IMO it is possible that the DRL anti-trust suite against Amarin...is likely a mechanism for DRL to persuade Amarin to agree to a settlement....wherein Amarin would eschew potential future claims against DRL for infringement(as have been already filed in the Amarin vs. Hickma) suite)....in return for DRL dropping its anti-trust suite against Amarin.
If this is true, it would imply that DRL might be concerned that the Amarin suite against Hickma may be successful for Amarin.
Amarin is pursuing Hikma for infringement of their CVD patents...while DRL is pursuing Amarin for anti-trust violations that deny sufficient supply of API to them.
Which of these suits, if any, is more likely to end with success?...I believe Amarin has a good chance to be successful in both....but then again, I also thought Amarin would be successful in the judge Du case.
JR...From courtlistener.com...."Jury Demand: Both"
The case will be tried in front of a jury, which Amarin and DRL BOTH demanded..A jury of reasonable people should understand the hypocrisy demonstrated by DRL in this matter.
Prior to the judge DU decision Amarin was anticipating a huge demand for API and making contracts, which were sufficient to fulfill that demand...Post the judge DU decision, infringing generic companies immediately came on strong....This caused a marked reduction in expected Vascepa revenues, thus forcing Amarin to fire reps and to essentially cease advertisements of Vascepa...The market that Amarin had previously anticipated for Vascepa and that had stimulated Amarin to seek large amounts of API, had evaporated due to the generics infringing on the CVD indication and the consequent loss of revenues for Amarin.
JR..."exclusive contracts that reduce competition may also violate the Sherman Antitrust Act and are subject to civil enforcement. "
The PBM's (pharmacy benefit managers) negotiate exclusive contracts with generic companies, which stipulate lower prices for the generic company's product...in return for the PBM refusing to list a competitor's product...
This common practice seems a clear violation of anti-trust laws...When Amarin eventually tries to list an AG( authorized generic) for Vascepa, Amarin's sole drug) with a PBM, this illegal practice of exclusivity will present a formidable challenge to Amarin....as opposed to generic companies that which have many products to list with a PBM.

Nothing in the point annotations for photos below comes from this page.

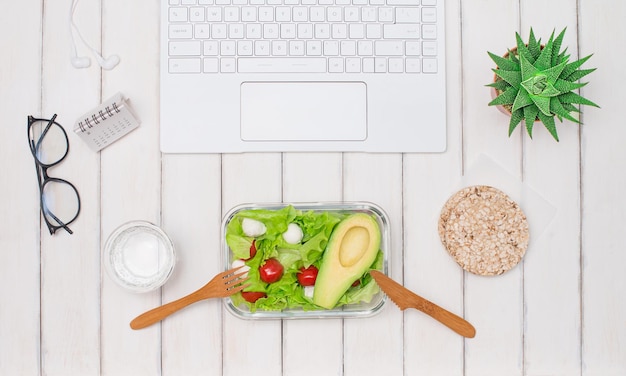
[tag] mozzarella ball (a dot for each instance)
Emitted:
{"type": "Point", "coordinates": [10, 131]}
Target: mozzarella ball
{"type": "Point", "coordinates": [252, 227]}
{"type": "Point", "coordinates": [241, 264]}
{"type": "Point", "coordinates": [308, 291]}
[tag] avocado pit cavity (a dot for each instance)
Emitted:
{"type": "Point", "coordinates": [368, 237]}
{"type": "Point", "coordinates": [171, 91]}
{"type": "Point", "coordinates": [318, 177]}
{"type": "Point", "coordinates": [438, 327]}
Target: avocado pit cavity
{"type": "Point", "coordinates": [353, 246]}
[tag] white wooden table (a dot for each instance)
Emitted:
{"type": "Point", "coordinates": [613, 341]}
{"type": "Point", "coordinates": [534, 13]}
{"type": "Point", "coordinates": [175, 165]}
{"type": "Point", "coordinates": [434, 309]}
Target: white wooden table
{"type": "Point", "coordinates": [561, 312]}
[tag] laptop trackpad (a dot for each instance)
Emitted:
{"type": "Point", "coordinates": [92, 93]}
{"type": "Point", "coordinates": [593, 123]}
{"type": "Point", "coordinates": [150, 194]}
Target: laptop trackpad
{"type": "Point", "coordinates": [303, 111]}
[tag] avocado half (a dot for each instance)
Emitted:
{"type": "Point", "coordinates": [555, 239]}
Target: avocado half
{"type": "Point", "coordinates": [351, 250]}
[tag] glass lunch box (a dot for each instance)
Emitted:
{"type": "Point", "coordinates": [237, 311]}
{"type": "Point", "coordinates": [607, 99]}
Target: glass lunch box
{"type": "Point", "coordinates": [346, 311]}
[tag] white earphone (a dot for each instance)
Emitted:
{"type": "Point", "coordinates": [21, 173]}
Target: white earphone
{"type": "Point", "coordinates": [83, 61]}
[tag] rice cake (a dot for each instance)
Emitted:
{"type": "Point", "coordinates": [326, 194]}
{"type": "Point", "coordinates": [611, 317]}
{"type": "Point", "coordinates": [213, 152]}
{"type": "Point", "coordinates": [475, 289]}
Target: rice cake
{"type": "Point", "coordinates": [483, 230]}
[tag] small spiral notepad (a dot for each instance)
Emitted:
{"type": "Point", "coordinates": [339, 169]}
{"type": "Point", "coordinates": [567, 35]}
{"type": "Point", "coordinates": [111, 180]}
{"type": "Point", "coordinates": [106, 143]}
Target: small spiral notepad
{"type": "Point", "coordinates": [106, 123]}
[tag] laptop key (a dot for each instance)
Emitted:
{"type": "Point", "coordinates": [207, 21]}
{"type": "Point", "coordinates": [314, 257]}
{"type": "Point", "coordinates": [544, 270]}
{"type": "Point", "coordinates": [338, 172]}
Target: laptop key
{"type": "Point", "coordinates": [184, 65]}
{"type": "Point", "coordinates": [184, 48]}
{"type": "Point", "coordinates": [282, 65]}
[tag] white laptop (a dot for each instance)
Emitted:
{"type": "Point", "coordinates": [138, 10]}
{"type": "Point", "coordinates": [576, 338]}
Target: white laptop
{"type": "Point", "coordinates": [302, 75]}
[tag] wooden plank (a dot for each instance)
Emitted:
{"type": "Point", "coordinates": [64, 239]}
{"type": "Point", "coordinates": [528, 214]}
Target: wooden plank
{"type": "Point", "coordinates": [493, 305]}
{"type": "Point", "coordinates": [192, 338]}
{"type": "Point", "coordinates": [20, 95]}
{"type": "Point", "coordinates": [131, 180]}
{"type": "Point", "coordinates": [70, 263]}
{"type": "Point", "coordinates": [604, 183]}
{"type": "Point", "coordinates": [251, 178]}
{"type": "Point", "coordinates": [428, 181]}
{"type": "Point", "coordinates": [312, 178]}
{"type": "Point", "coordinates": [552, 320]}
{"type": "Point", "coordinates": [375, 345]}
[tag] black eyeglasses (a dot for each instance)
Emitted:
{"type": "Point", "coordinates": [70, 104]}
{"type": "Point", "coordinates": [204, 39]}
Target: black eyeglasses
{"type": "Point", "coordinates": [59, 199]}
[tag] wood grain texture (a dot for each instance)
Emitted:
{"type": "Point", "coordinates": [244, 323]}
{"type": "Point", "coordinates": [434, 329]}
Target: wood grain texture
{"type": "Point", "coordinates": [70, 272]}
{"type": "Point", "coordinates": [552, 319]}
{"type": "Point", "coordinates": [312, 177]}
{"type": "Point", "coordinates": [20, 95]}
{"type": "Point", "coordinates": [493, 306]}
{"type": "Point", "coordinates": [603, 204]}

The hypocrisy of the DRL anti-trust suite against Amarin is SURREAL... They are actually complaining that they are not getting enough API to satisfy their infringing, 7% of the market, needs....while Amarin is using their API to satisfy their legitimate, 93% of the market needs.
DRL's model for success seems to be to "copy and litigate rather than to do research and develop"
Controlled cancer studies on animals (e.g.monkeys), fed a red meet diet, as opposed to animals fed a diet lacking in red meet, might yield interesting results.